Se ha convertido en una poderosa arma de destrucción de pueblos y naciones. O quizá siempre lo fue, porque ya Platón y Aristóteles lo habían identificado, individualizado y, sobre todo el último, definido. Será quizá que en estas décadas en las que estamos informados casi en tiempo real y los datos nos vienen de todas partes del mundo, hasta de los rincones más olvidados y escondidos (como el artículo de la Constitución), es que siento yo que la demagogia se ha expandido como una enfermedad en la piel.

Demagogia la de los peronistas, los chavistas, la de Berlusconi. Demagogia la de Putín señalando que liberará a Ucrania de un gobierno neonazi (ja, ja, ja, el burro hablando de orejas), Andrés Manuel López Obrador y sus 4 T, Mel Zelaya y su refundación de Honduras, o Donald Trump y eso de volver a los EE. UU. grande otra vez, como si hubieran dejado de ser la primera potencia mundial en algún momento.

Los demagogos no son personas que tengan algún atributo físico que los haga hermosos, realmente son bastante ordinarios, aunque tratan de verse bien. En cuanto a cultura, tampoco despuntan por tener un bagaje cultural exquisito tal como los literatos o eruditos. Ni tampoco son brillantes en sus decisiones, al contrario, son un tanto arrebatados y siempre piensan a trompicones. O sea, son feos, incultos y algo atarantados, pero hacen el intento de verse y oírse bien.

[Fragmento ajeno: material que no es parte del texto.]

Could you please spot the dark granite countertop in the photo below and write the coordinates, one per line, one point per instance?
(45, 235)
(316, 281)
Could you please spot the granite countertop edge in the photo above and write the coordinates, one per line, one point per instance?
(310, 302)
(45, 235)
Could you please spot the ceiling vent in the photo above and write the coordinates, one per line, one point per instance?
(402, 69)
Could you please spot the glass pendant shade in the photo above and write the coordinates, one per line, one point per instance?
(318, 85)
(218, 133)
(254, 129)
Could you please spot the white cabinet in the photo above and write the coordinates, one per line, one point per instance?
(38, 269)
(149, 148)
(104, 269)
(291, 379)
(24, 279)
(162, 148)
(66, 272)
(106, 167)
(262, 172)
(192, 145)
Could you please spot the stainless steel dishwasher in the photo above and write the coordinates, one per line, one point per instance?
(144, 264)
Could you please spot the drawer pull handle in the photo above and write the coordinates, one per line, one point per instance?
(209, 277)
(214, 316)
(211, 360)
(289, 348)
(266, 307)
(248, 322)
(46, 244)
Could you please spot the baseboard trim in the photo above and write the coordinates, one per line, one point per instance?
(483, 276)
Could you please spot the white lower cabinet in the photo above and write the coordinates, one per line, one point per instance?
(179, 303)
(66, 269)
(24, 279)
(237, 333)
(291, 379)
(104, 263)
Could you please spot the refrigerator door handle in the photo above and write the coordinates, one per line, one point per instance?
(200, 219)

Tienden a gritar o alzar la voz, abusan del exceso de ademanes y recurren a los sofismos baratos, simples y sencillos. Pero eso sí, tienen cuatro o cinco frases que son pegajosas y las repiten a la saciedad, frase que las rellenan con algunas pocas ideas cortas, no muy extensas, precisas y, todo ello, constituye su propaganda de campaña.

No se salen del guion, se mantienen en esa estrecha trinchera en la que están seguros, de donde lanzan sus rústicos proyectiles. Esas madrigueras mentales y discursivas de las cuales es difícil de sacarlos, y por ello no afrontan un debate de altura, bien cimentado, porque los derrotan.

Una particularidad es que cuando gobiernan y se habla de números, de cifras que demuestran que las cosas van mal, no afrontan esos datos y se escabullen como pastilla de jabón mojada entre las manos. Escurridizos toscos.

En ese orden de ideas, tergiversan los hechos hasta tal punto que mienten de forma descarada inventando situaciones que nunca ocurrieron o analizándolos de forma absurda.

Y es que esa es la marca de fábrica de los demagogos: la interpretación antojadiza del todo, siempre muy conveniente e incluso estructurada dentro de la lógica panfletaria de esas pocas ideas que he mencionado. Interconectadas entre sí, dirigidas hacia un mismo sentido, que constituyen toda su filosofía barata. Ideas simples, sin profundidad, concentradas en frases simpáticas, pegadizas y contagiosas fáciles de repetir para que las masas se las aprendan.

Cuando uno se pone a pensar, pareciera imposible que la lengua fuera tan poderosa para atontar a centenares de miles de personas, pero la historia está llena de ejemplos, y es una efectiva herramienta política. Como política me refiero no a esa fantástica ciencia del conocimiento humano que analiza las sociedades, las intrincadas combinaciones de intereses, los problemas que enfrentan los pueblos, las maneras de solucionarlos, la historia del pensamiento humano con el fin de darle respuestas a esas necesidades, etc., sino como rudo instrumento político partidario para alcanzar el poder.

El demagogo tiene la cabeza llena de ocurrencias y escupe, cada dos que tres, montón de mentiras, engaños, falsedades y, aun cuando son evidentes, la gente les cree, porque las dice de forma simpática, y no solo el pueblo sin estudios, sino también profesionales supuestamente pesantes.

Lo terrible es que en su creencia (bien planificada) de considerarse el único capaz de interpretar verdaderamente las aspiraciones de la población, se adjudica todos los poderes y los sostiene en la mano, y los ejerce con torpeza, pero firmemente y busca eternizarse en el poder.

Para eso le sirve un pequeño ejército de sumisos que se vuelven arlequines del demagogo y también sanguijuelas. Es muy triste, indignante también, pero es la realidad.